MAML v0.1
Minimal Abstract Markup Language
By Medvedev Anton.
Objectives
- MAML aims to be a minimal configuration format.
- MAML should be easily readable by humans.
- MAML should be easily parsed by machines.
Spec
- MAML is case-sensitive.
- A MAML file must be a valid UTF-8 encoded Unicode document.
- Whitespace means a space (0x20) or a tab (0x09).
- Newline means LF (0x0A) or CRLF (0x0D 0x0A).
Whitespaces and newlines are allowed to separate values and structural characters.
Comment
A hash symbol marks the rest of the line as a comment, except when inside a string.
# Comment before the object
{
foo: "value" # Inline comment
bar: "# This is not a comment"
}
Control characters other than tab (U+0000 to U+0008, U+000A to U+001F, U+007F) are not permitted in comments.
Values
A MAML value is an object, array, string, multiline string, integer, float, boolean, or null.
Array
An array structure is represented as [
]
square brackets surrounding zero or more values.
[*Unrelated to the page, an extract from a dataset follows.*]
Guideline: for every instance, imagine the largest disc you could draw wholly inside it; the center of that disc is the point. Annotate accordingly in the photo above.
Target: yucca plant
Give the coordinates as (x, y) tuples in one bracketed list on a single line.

Values are separated by ,
comma or newlines. There is no requirement that the values in an array be of the same type.
[
"red"
"yellow"
"green"
]
Commas are optional. Trailing comma is allowed.
[ "red", "yellow", "green", ]
Objects
An object is an ordered set of key/value pairs. An object begins with {
left brace and ends with }
right brace. Each key is followed by :
colon and the key/value pairs are separated by ,
comma or newlines.
{
key: "value"
"quotted key": "value"
}
Commas are optional. Trailing comma is allowed.
{
foo: "value",
bar: "value",
}
Duplicate keys are not allowed within an object.
Keys
A key may be either an identifier or a quoted string.
Identifier keys may only contain A-Z
a-z
letters, 0-9
digits, _
underscores, and -
hyphens.
Identifier keys are allowed to be composed of only digits, (for example, 1234
), but are always interpreted as strings.
Quoted string keys follow the exact same rules as strings and allow you to use a much broader set of key names.
An identifier key must be non-empty, but an empty quoted string key is allowed.
String
Strings are surrounded by "
quotation marks. Any Unicode character may be used except those that must be escaped: quotation mark, backslash, and the control characters other than tab (U+0000 to U+0008, U+000A to U+001F, U+007F).
"String with a \"nested\" string, \t tab, 😁 emoji, and \u0022 sequence"
For convenience, some popular characters have a compact escape sequence.
\b - backspace (U+0008)
\t - tab (U+0009)
\n - linefeed (U+000A)
\f - form feed (U+000C)
\r - carriage return (U+000D)
\" - quote (U+0022)
\\ - backslash (U+005C)
A Unicode character may be escaped with the \uXXXX
form. The escape codes must be valid Unicode scalar values.
All other escape sequences not listed above are reserved; if they are used, MAML should produce an error. All strings must contain only valid UTF-8 characters.
Multiline String
Multiline Strings are surrounded by """
three quotes on each side and allow newlines. There is no escaping. A newline immediately following the opening delimiter is ignored. All other content between the delimiters is interpreted as-is without modification.
"""
The quick brown
fox jumps over
the lazy dog.
"""
}
In the previous example, a string ends with a newline at the end:
"The quick brown\nfox jumps over\nthe lazy dog.\n"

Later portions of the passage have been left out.